Metadata-Version: 2.1
Name: SPO_Plus_Training
Version: 0.0.1
Summary: A sample test package
Home-page: https://github.com/1362136/SPO-Plus-Training-Package
Author: Krishna Kalathur
Author-email: krishna.kalathur@gmail.com
License: MIT
Platform: UNKNOWN
Requires-Python: >=3.8
Description-Content-Type: text/markdown
License-File: LICENSE

# SPO-Plus-Training-Package

### Overview
This package faciliates training models that fall under the "predict then optimize" paradigm, in which the outputs of a supervised prediction model are leveraged as parameters for an underlying linear optimization problem.

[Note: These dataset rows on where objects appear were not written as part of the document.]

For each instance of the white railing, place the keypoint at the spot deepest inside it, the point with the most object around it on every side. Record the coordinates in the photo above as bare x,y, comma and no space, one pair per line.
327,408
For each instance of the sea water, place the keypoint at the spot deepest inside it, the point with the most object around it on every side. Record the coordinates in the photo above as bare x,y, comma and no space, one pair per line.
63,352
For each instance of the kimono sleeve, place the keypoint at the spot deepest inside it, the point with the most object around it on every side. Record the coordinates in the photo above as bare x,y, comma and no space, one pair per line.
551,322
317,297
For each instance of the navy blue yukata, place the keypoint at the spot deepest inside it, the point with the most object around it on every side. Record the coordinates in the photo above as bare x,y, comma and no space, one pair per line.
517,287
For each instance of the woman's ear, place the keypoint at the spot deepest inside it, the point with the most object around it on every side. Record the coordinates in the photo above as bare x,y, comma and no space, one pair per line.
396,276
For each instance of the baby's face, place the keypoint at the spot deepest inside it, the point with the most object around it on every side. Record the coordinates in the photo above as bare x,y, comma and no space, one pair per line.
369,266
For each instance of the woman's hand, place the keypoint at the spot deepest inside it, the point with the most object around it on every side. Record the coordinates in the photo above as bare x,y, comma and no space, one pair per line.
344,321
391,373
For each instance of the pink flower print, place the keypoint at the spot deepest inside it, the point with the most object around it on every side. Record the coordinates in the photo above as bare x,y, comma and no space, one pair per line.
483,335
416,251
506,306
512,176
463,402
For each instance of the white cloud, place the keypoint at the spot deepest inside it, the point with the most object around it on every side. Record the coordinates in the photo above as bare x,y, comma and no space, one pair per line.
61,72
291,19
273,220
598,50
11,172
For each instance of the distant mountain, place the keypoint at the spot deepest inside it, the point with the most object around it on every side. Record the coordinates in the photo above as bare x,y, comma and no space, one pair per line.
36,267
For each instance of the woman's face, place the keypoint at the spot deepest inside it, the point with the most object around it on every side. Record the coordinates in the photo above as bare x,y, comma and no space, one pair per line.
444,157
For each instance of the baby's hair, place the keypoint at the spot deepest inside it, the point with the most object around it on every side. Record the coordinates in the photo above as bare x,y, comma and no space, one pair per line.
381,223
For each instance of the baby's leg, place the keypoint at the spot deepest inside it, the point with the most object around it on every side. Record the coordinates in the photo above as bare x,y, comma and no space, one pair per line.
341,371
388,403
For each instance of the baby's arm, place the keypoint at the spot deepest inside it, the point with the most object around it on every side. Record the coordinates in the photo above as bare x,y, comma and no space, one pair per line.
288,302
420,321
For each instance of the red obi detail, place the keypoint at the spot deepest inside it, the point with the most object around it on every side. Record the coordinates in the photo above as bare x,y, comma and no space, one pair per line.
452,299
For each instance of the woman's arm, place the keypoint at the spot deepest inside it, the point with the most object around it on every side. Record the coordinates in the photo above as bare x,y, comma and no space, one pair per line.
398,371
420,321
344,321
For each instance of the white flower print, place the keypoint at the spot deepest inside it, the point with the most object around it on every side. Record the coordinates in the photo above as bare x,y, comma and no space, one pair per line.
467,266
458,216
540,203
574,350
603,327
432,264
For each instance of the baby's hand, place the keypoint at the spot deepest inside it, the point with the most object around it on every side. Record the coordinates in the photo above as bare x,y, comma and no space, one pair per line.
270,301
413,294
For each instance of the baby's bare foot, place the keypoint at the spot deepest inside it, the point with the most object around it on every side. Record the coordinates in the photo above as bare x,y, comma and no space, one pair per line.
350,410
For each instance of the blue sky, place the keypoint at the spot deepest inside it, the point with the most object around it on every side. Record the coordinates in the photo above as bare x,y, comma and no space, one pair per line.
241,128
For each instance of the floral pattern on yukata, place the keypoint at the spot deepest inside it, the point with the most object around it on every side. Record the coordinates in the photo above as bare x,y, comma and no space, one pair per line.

To that end, the implementation of a novel loss function - known as SPO-Plus loss function - used to train such models is provided by the package. Training "predict then optimize" models using the SPO-Plus loss function has the advantage of generating prediction models that minimize decision error rather prediction error. Decision error is induced when solving the optimization problem with a predicted parameter yields decisions that are sub-optimal. The package integrates with Gurobi API for python to solve linear optimization problems and takes full advantage of Pytorch's autograd feature.

### Functions
The package provides functions for evaluating the SPO-Plus and the SPO loss between predicted and true parameters. The SPO-Plus loss function is a convex surrogate of the SPO loss function; so the SPO-Plus loss function is used for training the prediction model and the SPO loss function is used as a metric of accuracy. In order to use the loss functions, an SPOPlus object must be created.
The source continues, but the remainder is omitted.